Michael Hayes' cows grazing the peaty section of the farm during heavy rain on Tuesday.

“Once-a-day milking takes the pressure off during the busy calving period in February. It’s less stress on cow and man and what we lose in milk yield we make up with higher milk solids. Somatic cell count is not a problem,” Michael says.

The average farm cover is 1,142kg/ha so there is loads of grass available to the herd. The expected calving rate is high at 86% due in the first three weeks and when combined with a high stocking rate, this means that the demand for grass will be high, so Michael needs it all.

“The plan is to feed 2kg or 3kg of meal per cow. We shouldn’t need to feed silage but if we have to, we will. While the last two days have been wet, the weather so far has been good but there’s a long time to go until mid-April.”

The Hayes farmyard and paddocks that have already been grazed.

Growth rate

Local Teagasc adviser Aidan Bugler said that in 2018, 10.25t/ha of grass was back calculated as being utilised on the milking platform which he says corresponds to a growth rate of 13tDM/ha.

He said that over the whole farm, an average of 9.5t/ha was utilised which was good, considering the challenging weather in 2018. A total of 770kg of meal was fed per cow in 2018 and milk solids production was 1,320kg/ha.

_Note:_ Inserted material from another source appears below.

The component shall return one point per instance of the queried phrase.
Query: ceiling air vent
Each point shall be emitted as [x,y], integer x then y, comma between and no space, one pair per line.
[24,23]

A new shed with 65 cubicles and feed space for over 100 cows was built last year. Michael has turnover feed barriers, which allows him to lock cows away from silage. He’ll use these when on-off grazing during periods of wet weather to keep cows away from silage, to get them to have an appetite for grass when they do go out.

One of the biggest problems Michael has on the farm is with swans and geese. At the moment there are around 50 swans on the farm, but at times there could be 50 geese on the farm too. Over the course of the winter and spring, they eat a lot of grass, grazing it down the base and there’s nothing that can be done about it.

It’s not only the swans that clean out paddocks well on this farm – what has been grazed by the cows so far has been really well grazed.

Most of this area has been spread with 3,000 gallons/acre of slurry and is back growing again ready for grazing in April. During periods of wet weather, Michael will walk cows in single file to get to the back of the paddocks.

At the moment, he is walking cows across the paddock to get to their allocation and this is working well. He will leave cows near the road for the night grazing, to make it easier to get them out of the paddock if they need to come in at night.

On fertiliser, 34kgN/ha was spread on 4 February and Michael will go with another 40 to 50kgN/ha in early March. Grass10 project leader John Maher said that grass is not short of nitrogen now, but that spreading fertiliser now is priming the grass for future growth and recovery post-grazing.

Questions

It was asked if it’s better to graze 40%, rather than 30% in February. John Maher said that it was, but it’s not for everyone.

“The more you graze in February the more grass you will grow over the year, but you need to be measuring grass weekly if you are going to graze more than 30% in February and you should never go below an average farm cover of 500kg/ha in late March and April, so you must be prepared to plug the gap with feed if necessary,” John says.

Are the targets different for those on wet land? “Getting 30% of the farm grazed in February is probably too ambitious for those on heavy land. Generally speaking, any land grazed in February is a bonus on wet land, but all of the farmers in the Heavy Soils Programme have cows out grazing now, so they are grabbing it when they can. The general advice for those on heavy land is to have one-third of the farm grazed by 15 March, graze another third by 1 April and to start the second rotation on 15 April,” John says.